De tous les films de la sélection officielle du 70ème Festival de Cannes, « Le Musée des Merveilles » est bien l’un des seuls que l’on pouvait attendre d’emblée comme un futur classique. Après « Carol », Todd Haynes revient donc sur le devant de la scène avec cette fresque ambitieuse et féérique, retraçant une réflexion sur l’impact du cinéma dans les dédales tourmentés de l’enfance. Jeu de piste au sein de la grosse pomme, « Le Musée des Merveilles », offre, en premier lieu, une reconstitution épatante du New-York des années 1920 et 1970, au sein duquel l’enfance s’emploie à une quête des étoiles.
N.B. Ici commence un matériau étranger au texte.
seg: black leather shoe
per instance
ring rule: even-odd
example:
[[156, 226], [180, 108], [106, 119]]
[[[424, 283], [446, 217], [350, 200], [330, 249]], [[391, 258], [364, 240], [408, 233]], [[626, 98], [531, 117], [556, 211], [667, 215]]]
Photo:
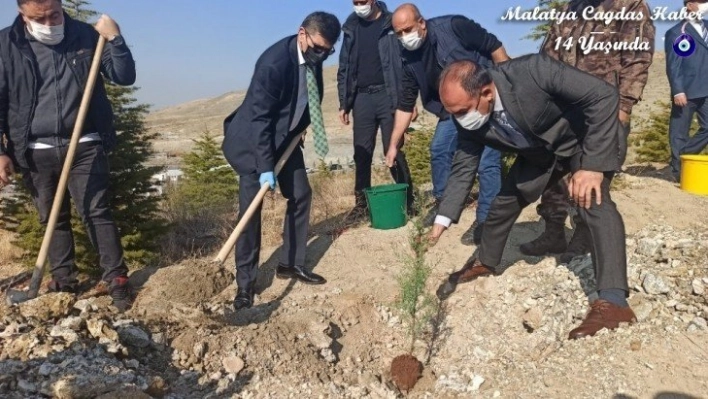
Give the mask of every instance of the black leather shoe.
[[324, 284], [327, 282], [324, 277], [307, 271], [302, 266], [278, 265], [275, 270], [275, 276], [278, 278], [294, 278], [305, 284]]
[[238, 288], [236, 298], [234, 298], [234, 309], [248, 309], [253, 306], [253, 288]]

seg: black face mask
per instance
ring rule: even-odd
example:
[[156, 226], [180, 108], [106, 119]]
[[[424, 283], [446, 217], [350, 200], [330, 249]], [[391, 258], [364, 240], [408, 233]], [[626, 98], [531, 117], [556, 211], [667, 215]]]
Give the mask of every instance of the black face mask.
[[322, 63], [325, 62], [327, 57], [329, 57], [329, 53], [317, 52], [314, 48], [308, 47], [307, 50], [305, 50], [305, 54], [303, 54], [303, 57], [305, 58], [305, 62], [307, 63], [307, 65], [315, 67], [318, 65], [322, 65]]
Cette prouesse n’est pas étonnante, puisque le long de sa filmographie, Todd Haynes n’a jamais cessé de bluffer avec ses voyages dans le temps, conçus avec une précision d’horloger. Cependant, ici, le réalisateur entretien une force esthétique particulièrement poétique, mais fragile, si bien que l’émotion se meurt dès qu’interviennent les dialogues.
Le problème du « Musée des Merveilles », c’est qu’il s’agit d’un film sur l’enfance fuyant la naïveté, devenant ainsi primaire et abandonnant sa féérie entre poussière et nostalgie. Bref, Haynes l’esthète se perd sur le territoire dickensien, au profit d’un formidable exercice de style, mais au prix d’une démarche floue, donnant lieu à un métrage intime mais en rien organique. Si certaines séquences sont touchées par la grâce, d’autres tutoient l’incompréhension. On a parfois l’impression d’assister à un véritable entassement de scènes, toutes aussi délicates les unes que les autres, mais tellement raffinées qu’elles finissent pas délaisser l’histoire à sa portion congrue. En quelques mots, « Le Musée des Merveilles » correspond à un enchainement de saynètes dans un même rayon d’antiquités. Il fallait bien Julian Moore pour remettre le film sur les rails, lors d’un dernier quart d’heure où Todd Haynes semble enfin réellement trouver sa sensibilité. Si le cinéaste filme ici la perte des repères pour mieux retrouver ses racines, il manque la case du rêve, et livre un métrage hermétique, tentant désespérément de trouver son chemin alors qu’il a déjà rendu son dernier souffle. Tout comme les excellents Oakes Fegley et Millicent Simmonds, Todd Haynes s’égare donc dans le labyrinthe des émotions.
« Le Musée des Merveilles » est, par conséquent, une déception, face à laquelle il était cependant difficile de bouder son plaisir (surtout quand on entend David Bowie). En réalité, tout le film réside en une phrase clé : « nous sommes tous dans le caniveau, mais certains regardent les étoiles ». C’est aussi un peu ça, le cinéma.